## Concavity of the squared sum of square roots

The $p$-norm of a vector $x\in \mathbb{R}^n$ is defined to be:

$\displaystyle{\Vert x \Vert_p = \left(\sum_{i=1}^n |x_i|^p\right)^{1/p}}.$

If $p \ge 1$, then the $p$-norm is convex. When $0, this function is not convex and actually concave when all the entries of $x$ are non-negative. On a recent exam for the course Convex Optimization, we were asked to prove this when $p = 1/2$. In this special case, the mathematics simplifies nicely.

When $p = 1/2$, the $p$-norm can be described as the squared sum of square roots. Specifically,

$\displaystyle{\Vert x \Vert_{1/2} = \left(\sum_{i=1}^n \sqrt{|x_i|} \right)^2}.$

Note that we can expand the square and rewrite the function as follows

$\displaystyle{\Vert x \Vert_{1/2} = \sum_{i=1}^n\sum_{k=1}^n\sqrt{\left|x_i\right|} \sqrt{|x_k|} =\sum_{i=1}^n\sum_{k=1}^n \sqrt{|x_ix_k|}}.$

If we restrict to $x \in \mathbb{R}^n$ with $x_i \ge 0$ for all $i$, then this function simplifies to

$\displaystyle{\Vert x \Vert_{1/2} =\sum_{i=1}^n\sum_{k=1}^n \sqrt{x_ix_k}},$

which is a sum of geometric means. The geometric mean function $(u,v) \mapsto \sqrt{uv}$ is concave when $u,v \ge 0$. This can be proved by calculating the Hessian of this function and verifying that it is negative semi-definite.

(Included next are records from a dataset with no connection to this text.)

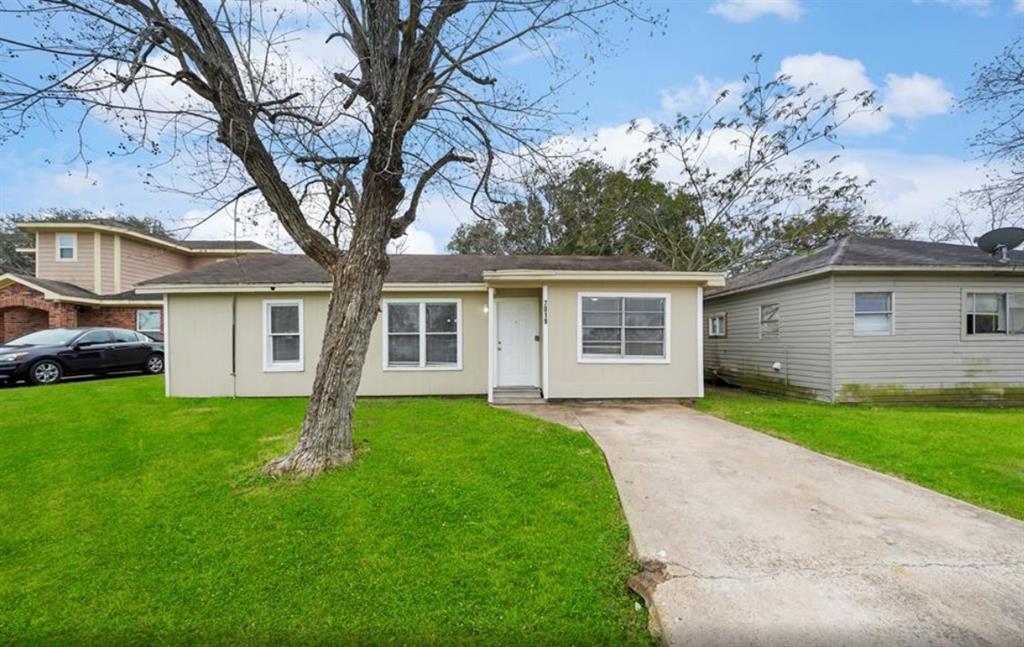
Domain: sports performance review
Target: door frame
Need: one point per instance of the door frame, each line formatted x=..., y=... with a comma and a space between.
x=495, y=369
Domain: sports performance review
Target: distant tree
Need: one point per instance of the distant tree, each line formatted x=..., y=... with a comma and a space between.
x=997, y=91
x=12, y=238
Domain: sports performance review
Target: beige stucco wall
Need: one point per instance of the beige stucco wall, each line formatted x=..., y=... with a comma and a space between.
x=202, y=367
x=568, y=378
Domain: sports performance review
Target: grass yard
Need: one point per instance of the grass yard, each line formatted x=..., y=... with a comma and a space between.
x=971, y=454
x=130, y=518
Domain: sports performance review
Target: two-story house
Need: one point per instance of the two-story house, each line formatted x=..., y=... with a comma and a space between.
x=86, y=272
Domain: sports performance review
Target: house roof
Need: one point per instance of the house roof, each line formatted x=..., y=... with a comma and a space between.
x=69, y=292
x=406, y=268
x=861, y=252
x=110, y=224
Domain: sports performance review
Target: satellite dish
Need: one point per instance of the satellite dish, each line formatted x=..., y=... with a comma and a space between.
x=999, y=242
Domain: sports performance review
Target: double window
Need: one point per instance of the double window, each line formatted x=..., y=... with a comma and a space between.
x=423, y=334
x=994, y=313
x=283, y=336
x=624, y=328
x=67, y=247
x=872, y=313
x=768, y=316
x=718, y=325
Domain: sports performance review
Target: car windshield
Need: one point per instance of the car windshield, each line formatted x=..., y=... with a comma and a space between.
x=51, y=337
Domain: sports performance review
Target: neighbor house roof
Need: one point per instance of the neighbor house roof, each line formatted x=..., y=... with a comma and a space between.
x=425, y=269
x=61, y=291
x=865, y=253
x=116, y=226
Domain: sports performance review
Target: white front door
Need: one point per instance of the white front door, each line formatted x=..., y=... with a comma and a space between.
x=518, y=342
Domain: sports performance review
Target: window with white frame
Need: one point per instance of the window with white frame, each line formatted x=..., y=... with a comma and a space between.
x=768, y=315
x=994, y=313
x=67, y=247
x=624, y=328
x=283, y=332
x=872, y=312
x=147, y=320
x=423, y=334
x=718, y=325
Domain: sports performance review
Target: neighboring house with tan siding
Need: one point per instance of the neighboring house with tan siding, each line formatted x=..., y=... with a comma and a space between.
x=86, y=272
x=511, y=328
x=870, y=319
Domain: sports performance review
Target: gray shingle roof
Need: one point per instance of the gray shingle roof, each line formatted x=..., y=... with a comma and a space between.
x=865, y=252
x=71, y=291
x=284, y=268
x=199, y=246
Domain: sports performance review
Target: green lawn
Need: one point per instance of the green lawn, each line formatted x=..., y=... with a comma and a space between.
x=130, y=518
x=975, y=455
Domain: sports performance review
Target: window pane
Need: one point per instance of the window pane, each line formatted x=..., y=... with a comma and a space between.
x=643, y=335
x=638, y=349
x=403, y=317
x=440, y=318
x=441, y=349
x=602, y=304
x=402, y=350
x=871, y=324
x=601, y=335
x=645, y=318
x=284, y=318
x=598, y=348
x=872, y=301
x=285, y=348
x=602, y=318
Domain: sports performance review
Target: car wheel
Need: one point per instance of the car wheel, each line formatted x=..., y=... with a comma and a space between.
x=154, y=363
x=45, y=372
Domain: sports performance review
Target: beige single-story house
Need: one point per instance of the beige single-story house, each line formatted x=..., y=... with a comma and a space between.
x=875, y=320
x=506, y=327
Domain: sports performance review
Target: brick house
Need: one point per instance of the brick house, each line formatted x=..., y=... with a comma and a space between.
x=86, y=272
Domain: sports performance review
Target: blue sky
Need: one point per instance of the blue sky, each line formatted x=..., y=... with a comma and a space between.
x=916, y=55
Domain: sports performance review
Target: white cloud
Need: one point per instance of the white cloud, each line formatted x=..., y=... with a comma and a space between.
x=904, y=97
x=700, y=94
x=915, y=96
x=748, y=10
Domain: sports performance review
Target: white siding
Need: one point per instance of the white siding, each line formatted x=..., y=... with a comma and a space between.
x=929, y=356
x=802, y=347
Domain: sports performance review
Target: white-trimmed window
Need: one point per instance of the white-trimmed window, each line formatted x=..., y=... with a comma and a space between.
x=994, y=313
x=872, y=313
x=628, y=328
x=718, y=325
x=67, y=247
x=147, y=320
x=422, y=334
x=768, y=316
x=283, y=349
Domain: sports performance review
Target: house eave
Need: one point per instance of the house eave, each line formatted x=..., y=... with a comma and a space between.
x=869, y=269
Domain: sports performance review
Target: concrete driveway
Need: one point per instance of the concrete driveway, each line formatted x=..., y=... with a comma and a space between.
x=755, y=541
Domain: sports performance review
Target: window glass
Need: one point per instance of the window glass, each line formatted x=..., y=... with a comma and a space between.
x=872, y=312
x=66, y=246
x=623, y=327
x=986, y=313
x=769, y=319
x=147, y=320
x=284, y=329
x=423, y=334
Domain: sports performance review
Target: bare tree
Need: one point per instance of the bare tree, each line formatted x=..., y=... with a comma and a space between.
x=751, y=165
x=417, y=97
x=997, y=90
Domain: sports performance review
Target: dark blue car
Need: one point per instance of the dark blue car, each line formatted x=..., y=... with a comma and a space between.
x=46, y=356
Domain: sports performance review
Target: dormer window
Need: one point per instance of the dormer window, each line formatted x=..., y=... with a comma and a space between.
x=67, y=247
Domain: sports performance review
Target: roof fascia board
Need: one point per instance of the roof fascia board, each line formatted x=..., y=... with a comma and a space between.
x=292, y=288
x=78, y=226
x=868, y=269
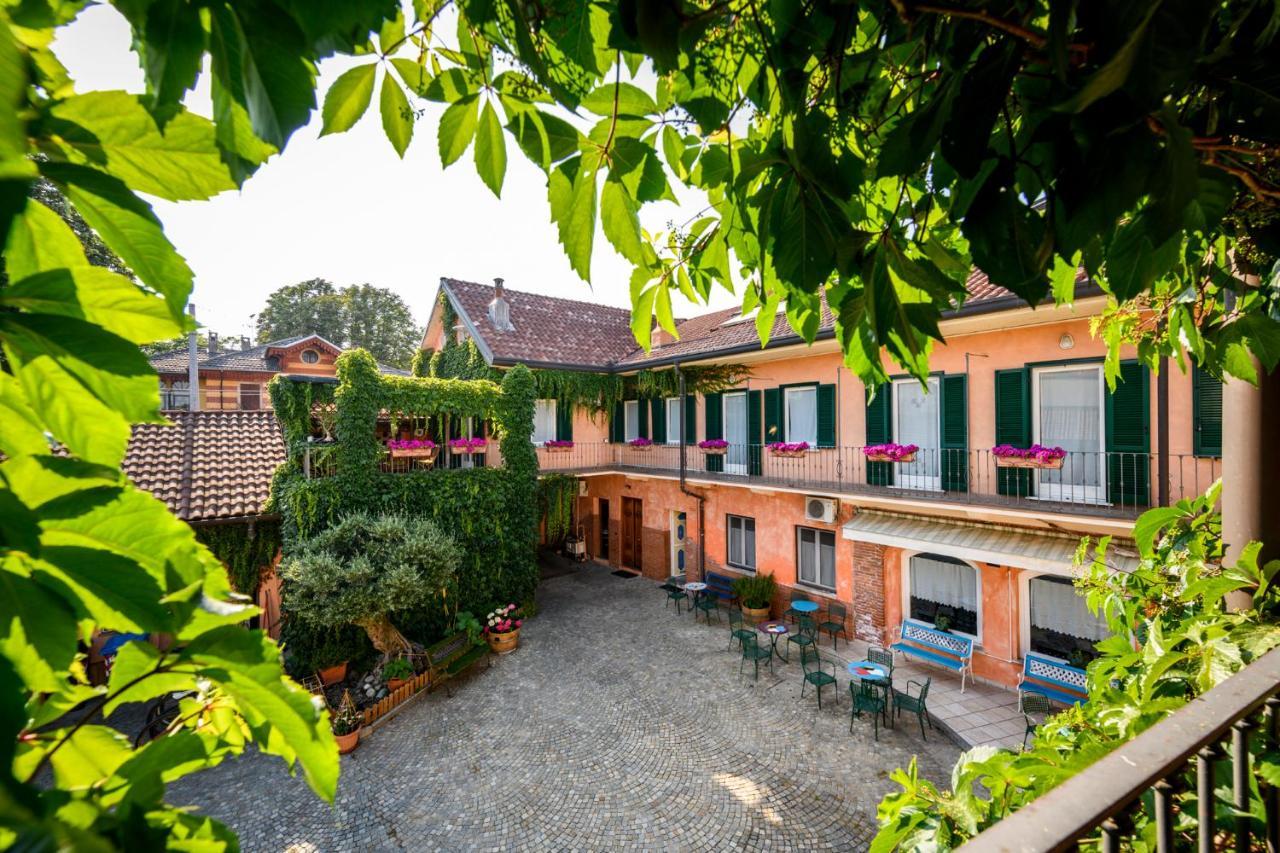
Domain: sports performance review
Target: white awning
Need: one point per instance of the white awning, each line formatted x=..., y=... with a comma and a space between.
x=976, y=542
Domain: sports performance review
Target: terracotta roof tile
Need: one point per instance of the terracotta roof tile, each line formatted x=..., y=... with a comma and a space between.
x=208, y=464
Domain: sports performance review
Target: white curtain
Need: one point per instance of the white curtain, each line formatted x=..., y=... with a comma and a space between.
x=1057, y=607
x=544, y=420
x=945, y=583
x=803, y=415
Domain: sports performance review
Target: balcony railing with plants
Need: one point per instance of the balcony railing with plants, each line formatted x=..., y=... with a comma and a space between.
x=1088, y=482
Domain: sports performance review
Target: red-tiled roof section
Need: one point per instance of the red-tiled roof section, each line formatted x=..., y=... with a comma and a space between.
x=548, y=329
x=208, y=465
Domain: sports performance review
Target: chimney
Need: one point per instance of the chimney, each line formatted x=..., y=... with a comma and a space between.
x=192, y=365
x=499, y=310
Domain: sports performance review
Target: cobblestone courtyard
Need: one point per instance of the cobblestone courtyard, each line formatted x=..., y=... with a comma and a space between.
x=617, y=724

From this, we can conclude that each function $x \mapsto \sqrt{x_ix_k}$ is also concave. This is because $x \mapsto \sqrt{x_ix_k}$ is a linear function followed by a concave function. Finally, any sum of concave functions is also concave and thus $\Vert x \Vert_{1/2}$ is concave.

### Hellinger distance

A similar argument can be used to show that Hellinger distance is a convex function. Hellinger distance, $d_H(\cdot,\cdot)$ is defined on pairs of probability distributions $p$ and $q$ on a common set $\{1,\ldots,n\}$. For such a pair,

$\displaystyle{d_H(p,q) = \sum_{i=1}^n \left(\sqrt{p_i}-\sqrt{q_i}\right)^2},$

which certainly doesn’t look convex. However, we can expand the square and use the fact that $p$ and $q$ are probability distributions. This shows us that Helligener distance can be written as

$\displaystyle{d_H(p,q) = \sum_{i=1}^n p_i - 2\sum_{i=1}^n \sqrt{p_iq_i}+\sum_{i=1}^n q_i = 2 - 2\sum_{i=1}^n\sqrt{p_iq_i}}.$

Again, each function $(p,q) \mapsto \sqrt{p_iq_i}$ is concave and so the negative sum of such functions is convex. Thus, $d_H(p,q)$ is convex.

### The course

As a final comment, I’d just like to say how much I am enjoying the class. Prof. Stephen Boyd is a great lecturer and we’ve seen a wide variety of applications in the class. I’ve recently been reading a bit of John D Cook’s blog and agree with all he says about the course here.